When all the furniture was claimed, and my aunt moved to her new home in Florida, there were only a few things left: a haphazard collection of platters, crazed with age; and two sets of glasses — large and small sized versions of the same pattern — that I hadn’t seen since I was a very young child. We took the platters (since I love, and collect platters), and packed them up.

“What about the glasses—” Susan said, staring at me as I lifted one up to the light, smiling one of those automatic, Proustian smiles that happens naturally when you’re reminded of something you haven’t thought about in ages.
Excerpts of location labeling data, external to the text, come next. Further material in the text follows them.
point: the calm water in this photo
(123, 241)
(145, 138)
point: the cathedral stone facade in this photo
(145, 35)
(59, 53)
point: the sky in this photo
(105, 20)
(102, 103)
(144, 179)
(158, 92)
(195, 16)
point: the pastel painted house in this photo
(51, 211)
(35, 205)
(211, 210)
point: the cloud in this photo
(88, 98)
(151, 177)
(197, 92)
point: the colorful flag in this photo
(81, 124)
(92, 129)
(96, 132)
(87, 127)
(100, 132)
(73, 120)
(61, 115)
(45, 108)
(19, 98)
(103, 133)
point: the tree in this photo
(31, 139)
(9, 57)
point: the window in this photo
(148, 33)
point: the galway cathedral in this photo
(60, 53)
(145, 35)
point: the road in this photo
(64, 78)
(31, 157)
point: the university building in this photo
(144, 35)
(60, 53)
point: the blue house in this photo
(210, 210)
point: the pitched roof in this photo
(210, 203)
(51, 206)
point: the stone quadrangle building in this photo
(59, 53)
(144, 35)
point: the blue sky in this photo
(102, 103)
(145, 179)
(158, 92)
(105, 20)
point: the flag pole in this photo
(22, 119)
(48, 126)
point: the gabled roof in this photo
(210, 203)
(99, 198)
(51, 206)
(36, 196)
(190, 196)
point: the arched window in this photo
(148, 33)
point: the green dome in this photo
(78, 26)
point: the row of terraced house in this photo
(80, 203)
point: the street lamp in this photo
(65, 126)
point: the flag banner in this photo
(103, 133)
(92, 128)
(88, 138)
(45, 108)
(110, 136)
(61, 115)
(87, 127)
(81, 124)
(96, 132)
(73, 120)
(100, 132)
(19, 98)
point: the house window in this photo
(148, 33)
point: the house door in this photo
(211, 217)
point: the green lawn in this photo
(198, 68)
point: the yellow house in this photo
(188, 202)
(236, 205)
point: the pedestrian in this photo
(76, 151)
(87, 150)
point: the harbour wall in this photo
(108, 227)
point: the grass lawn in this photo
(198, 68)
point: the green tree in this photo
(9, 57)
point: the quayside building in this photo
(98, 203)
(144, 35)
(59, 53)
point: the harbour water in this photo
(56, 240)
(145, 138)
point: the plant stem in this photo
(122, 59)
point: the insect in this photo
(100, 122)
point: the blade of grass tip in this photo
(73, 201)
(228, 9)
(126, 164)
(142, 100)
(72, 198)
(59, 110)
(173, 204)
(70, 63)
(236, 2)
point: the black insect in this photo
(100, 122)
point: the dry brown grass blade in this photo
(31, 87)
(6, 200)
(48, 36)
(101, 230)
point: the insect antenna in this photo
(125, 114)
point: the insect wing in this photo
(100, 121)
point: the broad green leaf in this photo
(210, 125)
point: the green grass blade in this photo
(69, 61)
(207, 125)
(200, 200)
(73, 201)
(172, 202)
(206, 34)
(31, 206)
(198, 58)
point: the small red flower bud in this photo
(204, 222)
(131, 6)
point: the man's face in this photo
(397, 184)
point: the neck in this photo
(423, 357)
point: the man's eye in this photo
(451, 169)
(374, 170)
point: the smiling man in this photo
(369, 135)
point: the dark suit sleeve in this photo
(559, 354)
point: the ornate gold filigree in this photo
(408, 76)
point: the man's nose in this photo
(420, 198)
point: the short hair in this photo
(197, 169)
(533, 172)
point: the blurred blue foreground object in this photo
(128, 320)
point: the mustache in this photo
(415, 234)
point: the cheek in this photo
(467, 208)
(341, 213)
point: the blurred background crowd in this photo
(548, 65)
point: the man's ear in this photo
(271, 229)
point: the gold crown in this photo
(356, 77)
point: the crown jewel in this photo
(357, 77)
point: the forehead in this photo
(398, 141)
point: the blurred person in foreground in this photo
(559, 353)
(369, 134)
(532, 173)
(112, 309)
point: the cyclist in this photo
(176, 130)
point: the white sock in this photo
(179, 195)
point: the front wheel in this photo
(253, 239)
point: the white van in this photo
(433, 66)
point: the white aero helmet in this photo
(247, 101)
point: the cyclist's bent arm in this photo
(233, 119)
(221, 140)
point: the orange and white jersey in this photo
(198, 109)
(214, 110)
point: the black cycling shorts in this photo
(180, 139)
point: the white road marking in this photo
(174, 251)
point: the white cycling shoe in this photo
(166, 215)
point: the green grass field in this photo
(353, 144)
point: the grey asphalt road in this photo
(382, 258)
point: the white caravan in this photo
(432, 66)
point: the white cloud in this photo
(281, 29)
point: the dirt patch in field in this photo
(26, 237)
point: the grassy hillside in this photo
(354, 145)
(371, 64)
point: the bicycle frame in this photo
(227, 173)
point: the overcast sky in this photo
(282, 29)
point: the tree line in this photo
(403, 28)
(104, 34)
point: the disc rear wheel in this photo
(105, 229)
“Let’s just take the small ones,” I told her, rolling them up in cream-colored packing paper.

“But wouldn’t we get more use out of the bigger ones–?”

She was right, we would have, although big, heavy glasses with wide, tulip-ish bowls don’t generally work for me, or anything that I drink, for that matter.

But the little ones — the ones that Aunt Thelma put at every child’s place setting during every holiday dinner — were the ones I wanted, and the ones I liberated. These were the glasses that I remembered—the ones that were filled with a few teaspoons of wine during Passover, and the ones we mysteriously dipped our tiny fingers into when it came time to recall the 10 Plagues of Egypt, each drop of wine signifying God’s sorrow and the tears shed in mourning for that nation. We all tasted our first cream sherry in those small glasses, and as we got a little bit older, the young, white Bordeaux that my aunt insisted we all grow accustomed to having with family dinners. She believed, and still believes, that if you de-mystify wine for children at an early age, they grow up unencumbered by temptation; wine, instead, becomes a normal, sweet part of life rather than exceptional, and delicious though it may be, mundane.

Those glasses—all eight of them—now sit in my open kitchen cabinet, right next to a few stemless Riedels and a couple of stacks of Picardie tumblers, which I use for everything from wine to pots de creme. In the years that we’ve had them here, I haven’t used Aunt Thelma’s glasses once, but I can’t bring myself to wrap them up and put them away, or to relinquish them to the basement, or, at a deep discount, to some stranger’s hands during our annual yard sale. They’re a direct connection to that time when we were all younger and safer, and the biggest concern any of us had was that we shouldn’t accidentally dump that tiny glass of Manischewitz all over one of the more interactive Haggadah pages that demanded our less-than-nimble participation during the Passover Seder.

But the other night, after I’d stopped working for the day and before Susan came home, I finally took one down, gave it a quick rinse and dry, and poured myself a finger of sweet sherry—a wine that I keep out of habit as opposed to love. It had been a crazy, tense day filled with high emotion and insane deadlines, and all I wanted to do was slow down and celebrate it being five o’clock. I could have used any glass, but with my cousin Mishka’s baby on the way and Passover being right around the corner, it seemed a natural choice.